We received a letter today from a local Trust. This said that they have been receiving requests from patients about the qualifications of legal representatives advertising their services for Tribunal representation, and whether they are members of the Law Society Panel. TheTrust was seeking further information to be supplied to them so that their patients could "make an informed choice" about the person who would be representing them at their Mental Health Review Tribunal.
This is such good news to see firstly that patients who are in such a vulnerable position are seeking such fundamental information, and secondly for the Trust to be supporting them so that they can make an informed choice about who will represent them at such an important hearing.
This comes hot on the heels of the article http://www.lawgazette.co.uk/news/judge-slams-quality-mental-health-advocacy which focuses on the poor advocacy skills of those who are representing patients at Mental Health Review Tribunal but who are not accredited by the Law Society. Some are apparently so bad that patients are left to "advocate on [their] own account’", and Tribunal judge Carolyn Taylor said: ‘My heart bleeds when I see vulnerable patients being represented very badly. They would often be better off not represented at all.’However, it is feared that cuts to legal aid may put the cost of accreditation beyond the reach of sole practitioners and smaller firms.
I cannot imagine what is going on in theseTribunals where the person who is supposed to be mentally disorder ends up having to advocate on their own account because of the ineptiude of the person they trusted to represent them, or where their legal representative is so bad that “they would be better off not represented at all.” This is absolutely appalling,and I am pleased that patients and Trusts are becoming more assertive about finding out the credentials of those offering their services in this vitally important area of law, where ones’ freedom is at stake.

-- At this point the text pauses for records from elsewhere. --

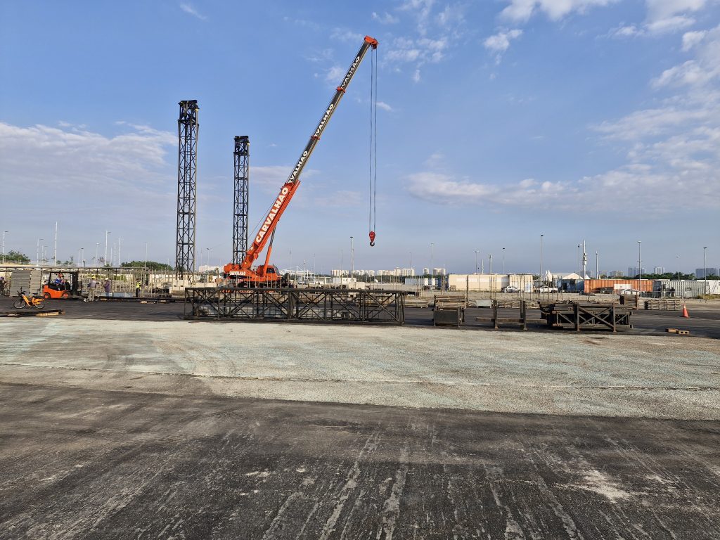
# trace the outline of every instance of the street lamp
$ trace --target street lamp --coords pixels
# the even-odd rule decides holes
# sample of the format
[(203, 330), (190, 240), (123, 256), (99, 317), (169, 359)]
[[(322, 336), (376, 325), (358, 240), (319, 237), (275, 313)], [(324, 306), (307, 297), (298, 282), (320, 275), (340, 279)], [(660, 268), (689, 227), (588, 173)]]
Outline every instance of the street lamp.
[(36, 247), (36, 251), (37, 251), (37, 253), (35, 253), (35, 255), (36, 255), (36, 260), (37, 261), (37, 265), (38, 266), (40, 266), (40, 240), (45, 240), (45, 238), (38, 238), (37, 239), (37, 246), (35, 246)]
[[(639, 240), (637, 241), (637, 272), (640, 279), (642, 279), (642, 251), (640, 249), (642, 246), (642, 240)], [(639, 286), (640, 284), (639, 283), (638, 287)]]
[(355, 246), (353, 244), (353, 237), (350, 237), (350, 282), (353, 279), (353, 266), (355, 264)]
[(435, 290), (435, 243), (430, 243), (430, 290)]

Fortunately in this area (Dorset) most of those who do this sort of work are indeed both qualified solicitors and accredited by the Law Society, and of course I am both a solicitor and accredited by the Law Society. I would join my support to the judiciary, regulators and bodies representing mental health lawyers who are all calling for membership of the Law Society MHRT Panel to be a mandatory requirement for appearing before the tribunal.